In the summer of 1964, The Beatles were the biggest band on the planet. Their global conquest was swift. Little over a year since ‘She Loves You’ took the Western pop world by storm, the Fab Four couldn’t stop dropping hit after hit with dizzying pace, pulled from the Liverpool and Hamburg clubs to shows in Hong Kong and Australia, and A Hard Day’s Night was playing out in movie theatres around the world. Any band playing support to such a pop heavyweight would be nervous.
The Kinks were such a group. By August 2nd, the North London beat group only counted two non-charting singles under their belt, with ‘You Really Got Me’ just two days away from release. As far as the rest of the swinging music world was concerned, The Kinks were just another pop group cutting their teeth on the old R&B songbook. Yet, Davies and the lads were booked to open for The Beatles at Bournemouth’s Gaumont Cinema as part of their Summer 1964 UK Tour, inviting a sharp quip from the ever acerbic Lennon while crossing paths backstage.
“Oh, by the way, lads, good luck,” Davies recalled Lennon remarking. “And if you forget your songs, you can borrow some of ours.”
It’s an arrogant and cutting jibe that reeks of Lennon, in all his confidence and insecurity. By all accounts, bad blood had stuck between the two from then, although feelings seemed to be tempered years later when reflecting on the prickly encounter. “Well, yeah, but that’s typical,” he mused in 1996 on The Dini Petty Show.
“Musicians are like that.

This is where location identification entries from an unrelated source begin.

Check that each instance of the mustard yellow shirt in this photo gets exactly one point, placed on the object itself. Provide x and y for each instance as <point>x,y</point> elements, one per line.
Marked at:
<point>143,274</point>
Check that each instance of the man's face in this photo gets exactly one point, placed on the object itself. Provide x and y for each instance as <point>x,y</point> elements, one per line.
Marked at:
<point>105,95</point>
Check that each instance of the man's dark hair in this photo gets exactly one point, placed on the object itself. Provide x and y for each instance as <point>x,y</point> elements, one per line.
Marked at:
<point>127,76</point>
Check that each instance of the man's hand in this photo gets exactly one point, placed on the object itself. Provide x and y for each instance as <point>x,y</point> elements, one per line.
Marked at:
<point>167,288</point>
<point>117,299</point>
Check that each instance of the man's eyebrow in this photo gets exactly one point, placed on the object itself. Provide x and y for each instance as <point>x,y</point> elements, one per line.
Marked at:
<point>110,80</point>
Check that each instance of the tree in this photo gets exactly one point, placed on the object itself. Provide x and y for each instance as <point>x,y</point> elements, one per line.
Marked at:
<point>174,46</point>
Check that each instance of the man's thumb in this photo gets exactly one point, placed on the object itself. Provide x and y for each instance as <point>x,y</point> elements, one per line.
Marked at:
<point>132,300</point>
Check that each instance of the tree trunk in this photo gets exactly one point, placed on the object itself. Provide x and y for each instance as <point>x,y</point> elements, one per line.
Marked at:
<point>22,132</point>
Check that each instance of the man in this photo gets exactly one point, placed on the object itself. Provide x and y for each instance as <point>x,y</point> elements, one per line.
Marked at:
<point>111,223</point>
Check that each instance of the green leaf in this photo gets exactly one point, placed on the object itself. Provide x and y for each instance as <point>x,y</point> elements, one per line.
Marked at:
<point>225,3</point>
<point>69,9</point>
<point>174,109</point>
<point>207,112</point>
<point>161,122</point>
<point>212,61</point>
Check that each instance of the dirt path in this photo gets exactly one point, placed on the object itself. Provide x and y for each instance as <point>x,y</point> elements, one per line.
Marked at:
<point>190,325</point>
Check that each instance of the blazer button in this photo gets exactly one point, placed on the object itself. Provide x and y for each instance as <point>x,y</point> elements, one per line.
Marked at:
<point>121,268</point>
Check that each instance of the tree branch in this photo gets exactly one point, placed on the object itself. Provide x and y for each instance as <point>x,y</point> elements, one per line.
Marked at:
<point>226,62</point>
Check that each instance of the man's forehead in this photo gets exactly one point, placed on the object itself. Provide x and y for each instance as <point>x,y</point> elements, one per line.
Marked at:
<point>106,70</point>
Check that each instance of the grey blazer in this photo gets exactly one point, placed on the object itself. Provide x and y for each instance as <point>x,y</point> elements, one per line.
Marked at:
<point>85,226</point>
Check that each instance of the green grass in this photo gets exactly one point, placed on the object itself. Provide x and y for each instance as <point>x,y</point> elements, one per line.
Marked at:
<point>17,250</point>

You know, musicians have got the right to be unkind to one another… And we didn’t mind because our record went to be number one. It knocked their record off the charts.”
Ray Davies
Have that. He bid his time, but July 1966 saw The Kinks’ ‘Sunny Afternoon’ shove The Beatles’ ‘Paperback Writer’ off the number one spot. To be fair, the Fab Four counted bucketloads of chart toppers at that point and long after, but such small wins must have soothed Davies’ long-standing Gaumont grudge.
The Kinks frontman must have laughed again the following February, when the ‘Strawberry Fields Forever’ / ‘Penny Lane’ double A-side was kept from number one by Engelbert Humperdinck’s drippy ‘Release Me’ ballad, cutting their nearly four-year consecutive chart-topping streak.